ScalefreeCOM / datavault4dbt

Scalefree's dbt package for a Data Vault 2.0 implementation congruent to the original Data Vault 2.0 definition by Dan Linstedt including the Staging Area, DV2.0 main entities, PITs and Snapshot Tables.
https://www.scalefree.com/
Apache License 2.0
141 stars 27 forks source link

Issue with MA satellite #221

Closed MKloseINF closed 3 months ago

MKloseINF commented 3 months ago

MA satellite only uses hash key and hash diff to identify latest entries in sat.
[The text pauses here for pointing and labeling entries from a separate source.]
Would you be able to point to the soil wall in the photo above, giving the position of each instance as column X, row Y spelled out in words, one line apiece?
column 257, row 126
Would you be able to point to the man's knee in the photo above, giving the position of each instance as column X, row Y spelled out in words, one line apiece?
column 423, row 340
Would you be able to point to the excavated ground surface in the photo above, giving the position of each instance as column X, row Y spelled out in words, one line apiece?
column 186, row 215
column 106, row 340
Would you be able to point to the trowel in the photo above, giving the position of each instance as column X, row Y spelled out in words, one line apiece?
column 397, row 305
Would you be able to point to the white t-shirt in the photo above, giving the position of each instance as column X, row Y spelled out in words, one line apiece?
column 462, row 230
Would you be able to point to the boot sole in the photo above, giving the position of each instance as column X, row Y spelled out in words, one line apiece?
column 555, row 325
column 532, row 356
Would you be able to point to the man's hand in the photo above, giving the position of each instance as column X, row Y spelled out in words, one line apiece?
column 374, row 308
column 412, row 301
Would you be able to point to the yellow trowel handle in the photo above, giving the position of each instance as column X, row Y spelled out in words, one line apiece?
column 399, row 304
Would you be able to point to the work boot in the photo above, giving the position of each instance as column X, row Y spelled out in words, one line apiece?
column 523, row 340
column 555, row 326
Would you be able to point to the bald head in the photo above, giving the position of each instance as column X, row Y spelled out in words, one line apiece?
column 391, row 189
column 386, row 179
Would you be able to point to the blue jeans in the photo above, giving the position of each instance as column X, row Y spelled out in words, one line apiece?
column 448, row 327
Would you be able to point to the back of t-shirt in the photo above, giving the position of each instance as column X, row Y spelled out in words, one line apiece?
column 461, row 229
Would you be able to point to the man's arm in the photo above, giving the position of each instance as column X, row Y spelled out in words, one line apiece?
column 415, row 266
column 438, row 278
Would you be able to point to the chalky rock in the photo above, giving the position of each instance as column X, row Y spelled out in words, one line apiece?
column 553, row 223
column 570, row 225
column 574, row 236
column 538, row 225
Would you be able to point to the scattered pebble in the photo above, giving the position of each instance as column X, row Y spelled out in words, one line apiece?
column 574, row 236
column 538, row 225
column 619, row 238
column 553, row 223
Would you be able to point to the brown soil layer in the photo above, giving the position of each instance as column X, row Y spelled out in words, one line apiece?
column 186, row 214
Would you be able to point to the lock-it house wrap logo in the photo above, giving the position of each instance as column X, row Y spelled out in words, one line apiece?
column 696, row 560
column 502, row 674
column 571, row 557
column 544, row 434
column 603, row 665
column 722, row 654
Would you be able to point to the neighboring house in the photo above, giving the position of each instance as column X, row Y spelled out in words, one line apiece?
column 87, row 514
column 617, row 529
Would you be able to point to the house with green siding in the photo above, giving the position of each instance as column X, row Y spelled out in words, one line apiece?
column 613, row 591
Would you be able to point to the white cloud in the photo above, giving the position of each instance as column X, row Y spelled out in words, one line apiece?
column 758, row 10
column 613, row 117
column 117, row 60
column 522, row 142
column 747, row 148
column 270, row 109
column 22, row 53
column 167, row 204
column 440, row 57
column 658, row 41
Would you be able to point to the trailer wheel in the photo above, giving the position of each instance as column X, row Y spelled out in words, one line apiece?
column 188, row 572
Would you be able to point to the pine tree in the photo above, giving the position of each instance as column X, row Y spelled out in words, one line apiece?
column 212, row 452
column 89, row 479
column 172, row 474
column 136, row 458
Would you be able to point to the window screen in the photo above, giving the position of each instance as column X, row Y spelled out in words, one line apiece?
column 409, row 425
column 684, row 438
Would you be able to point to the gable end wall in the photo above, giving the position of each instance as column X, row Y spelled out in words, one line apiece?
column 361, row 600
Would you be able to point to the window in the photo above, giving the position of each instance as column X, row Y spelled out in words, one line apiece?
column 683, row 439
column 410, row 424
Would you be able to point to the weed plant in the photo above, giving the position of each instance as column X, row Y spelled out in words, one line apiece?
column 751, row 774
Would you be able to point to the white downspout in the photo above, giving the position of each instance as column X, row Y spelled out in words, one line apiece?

Multi active attribute(s) are ignored in partition clause. Using row number to qualify results in exactly one hash + hash diff key. But if you've multi active for same ldts in your satellite only one is identified and a similar row is loaded.

Example: Line is MA attribute

source data first load: HK |HD |Line | Quantity | LDTS ABCD | 5678 | 1 | 5 | 14.8.2024 ABCD | 3456 | 2 | -10 | 14.8.2024

MA sat after first load: HK |HD |Line | Quantity | LDTS ABCD | 5678 | 1 | 5 | 14.8.2024 ABCD | 3456 | 2 | -10 | 14.8.2024

source data second load (maybe same data because of no increment from source): HK |HD |Line | Quantity | LDTS ABCD | 5678 | 1 | 5 | 15.8.2024 ABCD | 3456 | 2 | -10 | 15.8.2024

MA sat after second load: HK |HD |Line | Quantity | LDTS ABCD | 5678 | 1 | 5 | 14.8.2024 ABCD | 3456 | 2 | -10 | 14.8.2024 ABCD | 5678 | 1 | 5 | 15.8.2024

Which line for second load will be identified as diff is random because of ROW function.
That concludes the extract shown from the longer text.